Uyuşmazlık, her iki sigortalılığın çakışması halinde hangi sigortalılığa öncelik verileceği noktasında toplanmaktadır.
Gerek 506 sayılı Sosyal Sigortalar Kanunu gerekse 1479 sayılı Bağ-Kur Kanunu birbirine paralel düzenlemeler ile bir sigortalının aynı anda birden fazla sosyal güvenlik kurumuna tabi olmasını yasaklayıp, sigortalının önceden başlayıp devam ede gelen sigortalılığına geçerlik tanıyarak çözüme ulaştırmaya çalışmışlardır. Yasa sistemimize göre bir kimsenin Sosyal Sigortalar Kurumu kapsamında sigortalı olabilmesi için hizmet aktine tabi bir işte çalışması yanında başka bir sosyal güvenlik kurumu kapsamında bulunmaması gerekir. 506 sayılı Yasa’nın 3.maddesinin I/f bendinde “kanunla kurulu emekli sandıklarına aidat ödemekte olanların” K bendinde ise “ herhangi bir işverene hizmet akdiyle bağlı olmaksızın kendi nam ve hesabına çalışanların” sigortalı sayılmayacağı belirtilmiştir. Aynı şekilde 1479 sayılı Yasa’nın 24.maddesinin I ve II. Fıkralarında da bir kimsenin Bağ-Kur kapsamına girebilmesi için kendi adına bağımsız çalışıp kazanç sağlaması yanında, başka bir sosyal güvenlik kurumu kapsamında bulunmaması koşuluda getirilmiştir. Bütün bu açıklamalardan anlaşılacağı üzere sosyal güvenlik sistemimizde çifte sigortalılık mümkün bulunmayıp önceden başlayıp devam eden sigortalılığa geçerlik tanınmaktadır. Yargıtay Hukuk Genel Kurulu’nun 2001/21-627 Esas, 2001/659 Karar nolu 3.10.2001 günlü kararıda bu yöndedir.

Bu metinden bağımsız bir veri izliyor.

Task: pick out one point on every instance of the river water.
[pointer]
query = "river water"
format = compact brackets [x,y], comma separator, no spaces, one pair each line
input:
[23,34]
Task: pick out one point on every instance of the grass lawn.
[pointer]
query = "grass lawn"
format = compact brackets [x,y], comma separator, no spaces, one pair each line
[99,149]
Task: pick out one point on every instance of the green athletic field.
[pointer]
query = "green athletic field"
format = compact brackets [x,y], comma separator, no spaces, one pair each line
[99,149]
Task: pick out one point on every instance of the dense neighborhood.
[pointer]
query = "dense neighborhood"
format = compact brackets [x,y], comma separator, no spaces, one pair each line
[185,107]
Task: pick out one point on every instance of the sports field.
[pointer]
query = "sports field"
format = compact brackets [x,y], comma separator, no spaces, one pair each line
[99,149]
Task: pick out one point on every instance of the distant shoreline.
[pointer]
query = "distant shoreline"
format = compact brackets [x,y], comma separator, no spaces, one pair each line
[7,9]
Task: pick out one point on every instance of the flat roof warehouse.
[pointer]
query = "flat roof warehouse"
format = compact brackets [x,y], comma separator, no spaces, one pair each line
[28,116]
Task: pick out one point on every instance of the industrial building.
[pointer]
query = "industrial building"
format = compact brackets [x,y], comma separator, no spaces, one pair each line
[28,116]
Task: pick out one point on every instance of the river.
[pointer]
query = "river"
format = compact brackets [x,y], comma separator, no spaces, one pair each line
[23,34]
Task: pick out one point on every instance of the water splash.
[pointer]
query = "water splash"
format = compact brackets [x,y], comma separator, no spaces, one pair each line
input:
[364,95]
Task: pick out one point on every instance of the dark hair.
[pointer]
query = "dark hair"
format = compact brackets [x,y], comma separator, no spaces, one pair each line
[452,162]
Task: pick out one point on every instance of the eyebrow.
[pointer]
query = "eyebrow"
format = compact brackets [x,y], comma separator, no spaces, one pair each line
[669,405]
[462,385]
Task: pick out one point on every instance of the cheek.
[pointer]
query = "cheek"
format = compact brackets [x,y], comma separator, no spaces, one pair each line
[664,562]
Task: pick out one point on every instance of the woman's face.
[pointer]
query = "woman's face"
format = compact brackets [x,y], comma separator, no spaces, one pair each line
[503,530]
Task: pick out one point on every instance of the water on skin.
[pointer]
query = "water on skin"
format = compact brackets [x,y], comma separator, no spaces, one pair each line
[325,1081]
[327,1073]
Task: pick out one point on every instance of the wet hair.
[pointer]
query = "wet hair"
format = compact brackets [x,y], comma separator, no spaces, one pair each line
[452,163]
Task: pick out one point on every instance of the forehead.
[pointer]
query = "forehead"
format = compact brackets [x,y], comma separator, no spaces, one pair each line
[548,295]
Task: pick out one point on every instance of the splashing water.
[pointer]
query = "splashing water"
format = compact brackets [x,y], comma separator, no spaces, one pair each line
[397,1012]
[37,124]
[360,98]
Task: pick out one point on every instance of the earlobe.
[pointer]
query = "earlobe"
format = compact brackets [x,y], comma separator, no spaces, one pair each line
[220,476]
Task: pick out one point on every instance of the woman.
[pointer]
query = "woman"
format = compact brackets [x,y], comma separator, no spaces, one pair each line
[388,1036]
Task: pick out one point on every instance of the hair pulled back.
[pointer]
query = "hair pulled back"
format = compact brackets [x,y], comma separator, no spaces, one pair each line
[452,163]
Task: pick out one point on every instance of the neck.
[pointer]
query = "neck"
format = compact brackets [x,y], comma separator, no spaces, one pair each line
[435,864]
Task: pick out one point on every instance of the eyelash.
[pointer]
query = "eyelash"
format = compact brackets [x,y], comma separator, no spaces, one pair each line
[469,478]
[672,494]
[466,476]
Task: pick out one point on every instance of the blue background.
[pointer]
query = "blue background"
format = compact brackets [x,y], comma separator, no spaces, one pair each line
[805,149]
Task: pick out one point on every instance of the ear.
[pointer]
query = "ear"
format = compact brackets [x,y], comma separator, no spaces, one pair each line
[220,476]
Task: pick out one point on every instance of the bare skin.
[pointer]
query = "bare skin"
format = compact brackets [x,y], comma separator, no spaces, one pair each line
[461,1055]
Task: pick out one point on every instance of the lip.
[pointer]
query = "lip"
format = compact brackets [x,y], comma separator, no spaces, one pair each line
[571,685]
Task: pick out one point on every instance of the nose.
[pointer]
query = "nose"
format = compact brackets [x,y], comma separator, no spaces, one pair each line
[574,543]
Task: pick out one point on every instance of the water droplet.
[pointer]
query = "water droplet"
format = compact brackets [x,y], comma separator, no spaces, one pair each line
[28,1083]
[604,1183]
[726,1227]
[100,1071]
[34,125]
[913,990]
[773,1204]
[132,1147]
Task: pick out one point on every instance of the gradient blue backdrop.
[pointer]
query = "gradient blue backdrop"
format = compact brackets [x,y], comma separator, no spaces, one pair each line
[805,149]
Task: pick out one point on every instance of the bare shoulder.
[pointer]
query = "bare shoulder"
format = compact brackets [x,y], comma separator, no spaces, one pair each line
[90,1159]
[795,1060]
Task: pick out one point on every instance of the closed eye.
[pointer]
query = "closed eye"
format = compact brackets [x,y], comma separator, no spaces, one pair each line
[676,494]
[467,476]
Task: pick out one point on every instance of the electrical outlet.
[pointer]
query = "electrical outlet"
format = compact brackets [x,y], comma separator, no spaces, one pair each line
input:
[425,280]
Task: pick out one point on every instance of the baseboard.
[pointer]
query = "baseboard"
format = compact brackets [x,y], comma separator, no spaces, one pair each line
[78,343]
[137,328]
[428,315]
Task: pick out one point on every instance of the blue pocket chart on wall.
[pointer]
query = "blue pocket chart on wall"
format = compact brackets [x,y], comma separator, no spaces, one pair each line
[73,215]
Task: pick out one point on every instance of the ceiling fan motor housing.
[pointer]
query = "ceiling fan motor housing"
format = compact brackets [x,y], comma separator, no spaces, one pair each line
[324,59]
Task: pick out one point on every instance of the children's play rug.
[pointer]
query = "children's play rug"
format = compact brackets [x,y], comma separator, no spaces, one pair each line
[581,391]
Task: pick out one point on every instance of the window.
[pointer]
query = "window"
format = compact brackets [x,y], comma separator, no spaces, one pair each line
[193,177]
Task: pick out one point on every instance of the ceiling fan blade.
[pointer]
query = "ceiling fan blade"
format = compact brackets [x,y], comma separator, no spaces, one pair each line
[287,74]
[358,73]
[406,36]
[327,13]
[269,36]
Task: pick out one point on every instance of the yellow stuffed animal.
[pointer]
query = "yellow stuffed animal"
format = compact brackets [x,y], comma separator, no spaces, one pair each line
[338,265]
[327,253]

Somut olayda önceden başlayıp devam eden sigortalılık 1479 sayılı Yasa"ya tabi sigortalılık olduğundan davacının 01.07.1993-30.12.2004 tarihleri arasındaki sayılı 506 Yasa"ya tabi sigortalığına geçerlilik tanınması mümkün değildir.Ancak 1479 sayılı Yasa’nın 22.2.2006 gün ve 5458 sayılı Yasa’nın 13.maddesi ile değişik 1.3.2006 tarihinde yürürlüğe giren Ek 19.maddesinde bu Kanun ve 2926 sayılı Kanuna göre kayıt ve tescili yapıldığı halde, 5 yıl ve daha fazla süreye ilişkin prim borcu bulunan sigortalıların bu sürelere ilişkin prim borçlarının Kurumca yapılacak bildirimde belirtilen süre içerisinde ödenmemesi halinde daha önce prim ödemesi bulunan sigortalının ödediği primlerin tam olarak karşıladığı ayın sonu itibariyle, prim ödenmesi bulunmayan sigortalının ise tescil tarihi itibariyle sigortalılığı durdurulur. Prim borcunun ait olduğu süreler sigortalılık süresi olarak değerlendirilmez ve bu sürelere ilişkin Kurum alacakları takip edilmeyerek, Kurum alacakları arasında yer verilmez. Ancak, sigortalı veya hak sahipleri daha sonra sigortalının en son bulunduğu basamağın başvuru tarihindeki değeri üzerinden hesaplanacak borç tutarlarını tebliğ tarihinden itibaren üç ay içinde ödedikleri takdirde bu süreler sigortalılık süresi olarak değerlendirilir. Bu madde kapsamına giren sigortalılar hakkında zaman aşımının kesilmesi ve zaman aşımının işlememesi ile ilgili olarak 6183 sayılı Amme Alacaklarının Tahsil Usulü Hakkında Kanunun 103 üncü maddesinin 1. fıkrasının (6), (8) ve (10) numaralı bentleri hariç diğer hükümleri ile aynı Kanunun 104 üncü maddesi hükümlerinin uygulanacağı , yine 5458 sayılı Yasa’nın 14.maddesi ile eklenen ve 1.3.2006 tarihinde yürürlüğe giren Geçici 26.maddesine göre bu Kanun ve 2926 sayılı Kanuna göre kayıt ve tescili yapıldığı halde 31.3.2005 tarihi itibariyle beş yıl ve daha fazla süreye ilişkin prim borcu bulunan sigortalılar ve hak sahiplerinden bu sürelere ilişkin prim borçlarını yeniden yapılandırma talebinde bulunmayanlar veya yeniden yapılandırma talebinde bulundukları halde yapılandırma haklarını kaybedenler hakkında ek 19.madde hükmü uygulanacağı bildirilmiştir.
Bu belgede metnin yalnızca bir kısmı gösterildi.